Refer to the calf infection study discussed in lecture. Let [\(n_3\)]{.math .inline} denote the number of calves with primary, secondary, and tertiary infections, [\(n_2\)]{.math .inline} the number with only primary and secondary infections, [\(n_1\)]{.math .inline} the number with only a primary infection, and [\(n_0\)]{.math .inline} the number that were never infected. Let [\(\theta\)]{.math .inline} be the probability of a primary infection. Consider a model where the rate of infection is constant. That is, [\[\Pr(\text{tertiary} | \text{secondary}, \text{primary}) = \Pr(\text{secondary} | \text{primary}) = \Pr(\text{primary}).\]]{.math .display}

Problem 1

We assume the data model is given by [\[(n_0,n_1,n_2,n_3) \sim \operatorname{MULT}(n, \pi_0, \pi_1, \pi_2, \pi_3)\]]{.math .display} where [\(n_j\)]{.math .inline} denotes the number of [\(j\)]{.math .inline} infections observed and [\(\pi_j\)]{.math .inline} denotes the probability of [\(j\)]{.math .inline} infections.

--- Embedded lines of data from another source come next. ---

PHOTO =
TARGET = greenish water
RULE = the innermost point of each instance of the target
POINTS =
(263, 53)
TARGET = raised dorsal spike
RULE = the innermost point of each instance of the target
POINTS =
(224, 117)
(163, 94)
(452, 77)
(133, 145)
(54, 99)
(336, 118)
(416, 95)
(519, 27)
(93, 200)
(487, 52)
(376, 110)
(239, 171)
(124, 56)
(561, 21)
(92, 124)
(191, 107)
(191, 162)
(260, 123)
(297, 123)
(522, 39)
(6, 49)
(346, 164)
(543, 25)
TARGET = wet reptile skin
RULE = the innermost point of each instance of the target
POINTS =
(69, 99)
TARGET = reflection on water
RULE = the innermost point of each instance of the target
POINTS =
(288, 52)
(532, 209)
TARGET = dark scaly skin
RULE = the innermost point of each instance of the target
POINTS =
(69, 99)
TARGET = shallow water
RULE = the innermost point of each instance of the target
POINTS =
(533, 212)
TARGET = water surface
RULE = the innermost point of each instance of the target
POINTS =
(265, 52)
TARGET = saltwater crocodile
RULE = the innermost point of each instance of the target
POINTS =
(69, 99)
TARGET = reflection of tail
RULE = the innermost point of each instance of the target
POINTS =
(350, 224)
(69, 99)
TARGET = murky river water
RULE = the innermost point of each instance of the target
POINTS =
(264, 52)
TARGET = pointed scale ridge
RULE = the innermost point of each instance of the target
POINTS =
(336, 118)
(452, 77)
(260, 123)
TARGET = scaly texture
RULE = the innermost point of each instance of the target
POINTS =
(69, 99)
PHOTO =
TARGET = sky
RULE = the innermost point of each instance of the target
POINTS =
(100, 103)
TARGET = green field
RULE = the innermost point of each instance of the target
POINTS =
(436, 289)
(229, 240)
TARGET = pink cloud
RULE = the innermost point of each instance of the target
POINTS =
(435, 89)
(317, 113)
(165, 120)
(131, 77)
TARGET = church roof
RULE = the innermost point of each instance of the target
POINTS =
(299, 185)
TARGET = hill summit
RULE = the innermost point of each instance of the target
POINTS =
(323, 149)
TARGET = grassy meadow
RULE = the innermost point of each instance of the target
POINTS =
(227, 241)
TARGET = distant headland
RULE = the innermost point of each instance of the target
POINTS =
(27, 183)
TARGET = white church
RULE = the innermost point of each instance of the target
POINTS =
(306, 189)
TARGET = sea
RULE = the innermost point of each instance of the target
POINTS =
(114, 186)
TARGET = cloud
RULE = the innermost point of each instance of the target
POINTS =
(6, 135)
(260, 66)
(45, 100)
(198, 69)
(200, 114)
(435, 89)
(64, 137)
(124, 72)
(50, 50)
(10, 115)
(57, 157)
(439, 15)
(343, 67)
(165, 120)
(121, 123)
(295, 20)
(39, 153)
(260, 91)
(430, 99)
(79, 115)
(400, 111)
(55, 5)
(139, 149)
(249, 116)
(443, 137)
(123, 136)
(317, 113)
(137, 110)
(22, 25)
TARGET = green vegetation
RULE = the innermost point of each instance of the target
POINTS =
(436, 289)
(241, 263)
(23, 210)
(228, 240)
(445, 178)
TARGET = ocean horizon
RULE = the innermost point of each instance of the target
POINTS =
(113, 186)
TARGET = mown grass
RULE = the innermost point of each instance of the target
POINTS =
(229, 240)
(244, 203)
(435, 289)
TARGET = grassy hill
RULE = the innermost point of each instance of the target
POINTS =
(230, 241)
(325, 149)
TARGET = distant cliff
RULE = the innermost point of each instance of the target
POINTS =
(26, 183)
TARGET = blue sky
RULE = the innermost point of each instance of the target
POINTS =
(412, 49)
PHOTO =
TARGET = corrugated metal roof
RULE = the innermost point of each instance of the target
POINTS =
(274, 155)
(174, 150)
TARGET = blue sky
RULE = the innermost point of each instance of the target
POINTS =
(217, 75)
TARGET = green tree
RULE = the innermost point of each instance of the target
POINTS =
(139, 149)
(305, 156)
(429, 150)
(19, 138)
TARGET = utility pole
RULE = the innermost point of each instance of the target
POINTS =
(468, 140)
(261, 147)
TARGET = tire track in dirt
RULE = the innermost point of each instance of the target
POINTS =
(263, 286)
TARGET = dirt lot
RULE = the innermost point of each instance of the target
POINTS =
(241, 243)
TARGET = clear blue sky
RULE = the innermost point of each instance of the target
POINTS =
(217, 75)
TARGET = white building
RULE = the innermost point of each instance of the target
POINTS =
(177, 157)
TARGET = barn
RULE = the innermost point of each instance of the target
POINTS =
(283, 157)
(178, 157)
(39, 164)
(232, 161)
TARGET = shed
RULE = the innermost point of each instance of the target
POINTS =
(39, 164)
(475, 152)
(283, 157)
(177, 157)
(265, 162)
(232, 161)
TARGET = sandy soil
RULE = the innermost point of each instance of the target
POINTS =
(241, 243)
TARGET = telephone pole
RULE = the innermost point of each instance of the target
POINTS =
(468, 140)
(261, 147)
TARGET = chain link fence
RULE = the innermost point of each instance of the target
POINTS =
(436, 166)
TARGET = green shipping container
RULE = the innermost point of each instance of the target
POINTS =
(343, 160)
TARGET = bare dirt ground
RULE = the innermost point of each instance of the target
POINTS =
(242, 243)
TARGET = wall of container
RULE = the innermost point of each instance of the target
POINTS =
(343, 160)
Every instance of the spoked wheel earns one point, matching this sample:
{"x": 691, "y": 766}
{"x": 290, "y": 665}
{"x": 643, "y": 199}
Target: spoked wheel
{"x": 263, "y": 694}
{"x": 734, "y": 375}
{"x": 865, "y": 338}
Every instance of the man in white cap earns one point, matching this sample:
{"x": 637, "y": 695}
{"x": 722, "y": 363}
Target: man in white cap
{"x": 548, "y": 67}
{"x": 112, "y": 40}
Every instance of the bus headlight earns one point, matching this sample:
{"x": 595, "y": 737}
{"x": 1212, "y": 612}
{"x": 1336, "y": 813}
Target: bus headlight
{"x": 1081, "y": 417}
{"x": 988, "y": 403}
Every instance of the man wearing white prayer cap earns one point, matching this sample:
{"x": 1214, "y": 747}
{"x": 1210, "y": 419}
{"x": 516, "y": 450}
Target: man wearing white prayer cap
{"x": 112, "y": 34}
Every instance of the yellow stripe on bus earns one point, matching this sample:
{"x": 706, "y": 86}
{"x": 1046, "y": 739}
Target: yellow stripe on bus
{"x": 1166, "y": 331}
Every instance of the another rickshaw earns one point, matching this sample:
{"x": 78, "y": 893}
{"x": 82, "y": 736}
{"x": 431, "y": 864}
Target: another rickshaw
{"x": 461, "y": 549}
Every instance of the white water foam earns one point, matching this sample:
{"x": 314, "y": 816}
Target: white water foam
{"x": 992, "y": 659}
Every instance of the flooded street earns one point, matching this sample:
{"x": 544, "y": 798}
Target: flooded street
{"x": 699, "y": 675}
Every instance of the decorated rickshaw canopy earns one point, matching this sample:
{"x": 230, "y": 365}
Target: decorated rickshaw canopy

First, we assume [\(\Pr(\text{primary}) = \theta\)]{.math .inline}. Then, given that in order for the secondary infection to occur, the primary infection must occur and in order for the tertiary infection to occur, the secondary infection must occur, consider the following.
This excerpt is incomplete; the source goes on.